When states began to de-regulate their electricity industry 25 years ago, they had one major goal: to introduce competition into power generation. The creation of regional transmission organizations (RTOs) made it easier to economically dispatch generators based on price.
Even competitive market skeptics will agree this experiment was hugely successful — saving consumers billions of dollars.
But what if price and reliability are not your only goals?
What if states, upset that the markets are not incenting enough new, clean resources, begin to subsidize preferred technologies like wind, solar and nuclear?
What if these price signals are not also sending the right retirement signals for resources we won’t need in the future?
And most importantly for hydropower and pumped storage, are capacity markets providing adequate compensation for the value these resources provide day in and day out?
All these questions are being asked and issues are clashing in a big way at RTOs, state public utility commissions (PUCs) and the Federal Energy Regulatory Commission (FERC). The tension between states that want clean energy and FERC that is trying to protect competitive markets is at a fever pitch.
Capacity markets and MOPRs (Minimum Offer Price Rules)
Capacity markets were introduced two decades ago to solve a few specific issues. One, states who gave up their authority to direct utilities to build new plants or shut down old ones needed a guarantee that this new marketplace would send adequate price signals to maintain reliability. Two, there was a missing money problem. Economists were skeptical that energy revenues alone would provide enough money to maintain the resources we needed for reliability.
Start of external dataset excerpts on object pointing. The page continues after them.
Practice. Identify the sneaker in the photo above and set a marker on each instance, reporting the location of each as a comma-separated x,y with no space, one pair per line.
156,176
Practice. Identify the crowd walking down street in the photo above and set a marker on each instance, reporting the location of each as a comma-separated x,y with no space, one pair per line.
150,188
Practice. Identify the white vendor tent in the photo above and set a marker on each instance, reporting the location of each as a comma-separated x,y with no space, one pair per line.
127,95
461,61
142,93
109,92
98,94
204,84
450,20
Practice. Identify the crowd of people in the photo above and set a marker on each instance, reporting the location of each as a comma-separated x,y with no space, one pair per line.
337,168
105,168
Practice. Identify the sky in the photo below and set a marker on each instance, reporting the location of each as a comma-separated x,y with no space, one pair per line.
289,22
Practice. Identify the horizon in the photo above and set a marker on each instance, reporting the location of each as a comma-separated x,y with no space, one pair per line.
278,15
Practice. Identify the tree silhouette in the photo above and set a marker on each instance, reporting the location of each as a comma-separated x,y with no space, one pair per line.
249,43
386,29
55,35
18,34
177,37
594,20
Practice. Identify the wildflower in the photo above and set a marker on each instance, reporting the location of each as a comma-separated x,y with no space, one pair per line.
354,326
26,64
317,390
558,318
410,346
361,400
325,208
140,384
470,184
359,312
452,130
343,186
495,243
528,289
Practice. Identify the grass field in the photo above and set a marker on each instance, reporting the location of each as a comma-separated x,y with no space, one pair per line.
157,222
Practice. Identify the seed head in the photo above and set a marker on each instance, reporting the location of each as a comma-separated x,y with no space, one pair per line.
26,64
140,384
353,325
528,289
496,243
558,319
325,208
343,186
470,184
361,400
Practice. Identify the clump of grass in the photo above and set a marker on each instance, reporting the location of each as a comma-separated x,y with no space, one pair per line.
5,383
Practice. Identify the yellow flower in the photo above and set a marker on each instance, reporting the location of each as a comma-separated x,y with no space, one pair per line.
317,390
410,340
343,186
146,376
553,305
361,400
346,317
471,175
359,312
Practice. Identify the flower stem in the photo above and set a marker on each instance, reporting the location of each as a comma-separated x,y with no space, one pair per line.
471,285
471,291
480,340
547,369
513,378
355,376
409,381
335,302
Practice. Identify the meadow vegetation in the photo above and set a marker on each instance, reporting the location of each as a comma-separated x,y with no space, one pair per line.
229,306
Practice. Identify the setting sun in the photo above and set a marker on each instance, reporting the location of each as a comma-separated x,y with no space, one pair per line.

They needed another payment stream to ensure they would stick around. And three, their needed to be a locationally specific price signal to tell developers to build new plants where the value would be greatest.
Consequently, capacity markets were developed in New England, Pennsylvania, New Jersey, Maryland, and New York — ISO-NE, PJM and NYISO. (Other RTOs or ISOs have bilateral constructs.) In these capacity markets, all generators must bid into an auction run by the RTO at a price they are willing to “be available” when the grid might need them three years forward. If you clear the auction, it means you are now committed to providing the RTO with energy three years in the future during a scarcity event. If they don’t show up when called upon, the generators can be subject to penalties.
A couple years ago, FERC was concerned that generators who were getting state payments (either in the form of RECs, ZECs or other mandated contracts) were offering into the capacity market at an uncompetitive level and thus reducing the price for everyone.
Enter the MOPR, or minimum offer price rule. The MOPR was meant to set a floor on prices that subsidized resources could bid into the auction. It applied to almost any new resource that received some kind of state benefit. FERC’s concern of price suppression was quickly overwhelmed by the opposition to this rule from the states, Congress and the clean energy industry.
However, FERC Chairman Richard Glick is now in the process of directing RTOs to remove the MOPR.
On July 15, 2021, FERC announced an Advance Notice of Proposed Rulemaking in which the Commission seeks comment on, pursuant to section 206 of the Federal Power Act, the potential need for reforms or revisions to existing regulations to improve the electric regional transmission planning and cost allocation and generator interconnection processes.
The concern with price signals is still real. A good example is of so called “zombie generators” in ISO-NE. Zombie generators are generators that clear in the capacity auction, but almost never run in the energy market. These generators are almost exclusively oil- or kerosene-fired units that are old, dirty, and expensive. They provide little value to the system. They also have little operations and maintenance costs because they rarely run and when they do run (usually for testing) they burn fossil fuel — contrary to state policies.
On the other hand, you have the region’s two largest storage facilities (Northfield Mountain and Bear Swamp). These large pumped storage units support the system daily by providing critical flexibility. They also allow the ISO to recover from contingency events like a large generator tripping or a transmission line outage. They provide other services like voltage control, regulation, and inertia.
Why It Matters
Northfield Mountain and Bear Swamp will be vital to integrating renewables in the future. And yet, they receive the same capacity price as the oil-fired combustion unit that never runs. While the oil unit can survive on capacity market payments alone (because of little O&M costs), the two pumped-storage hydro facilities have significant safety and O&M investments to keep them running.
One price; two very different values to the system.
Capacity markets need to evolve to ensure that the resources we need (like existing hydropower and pumped storage) are not being sent the same price signal as the resource we can likely do without.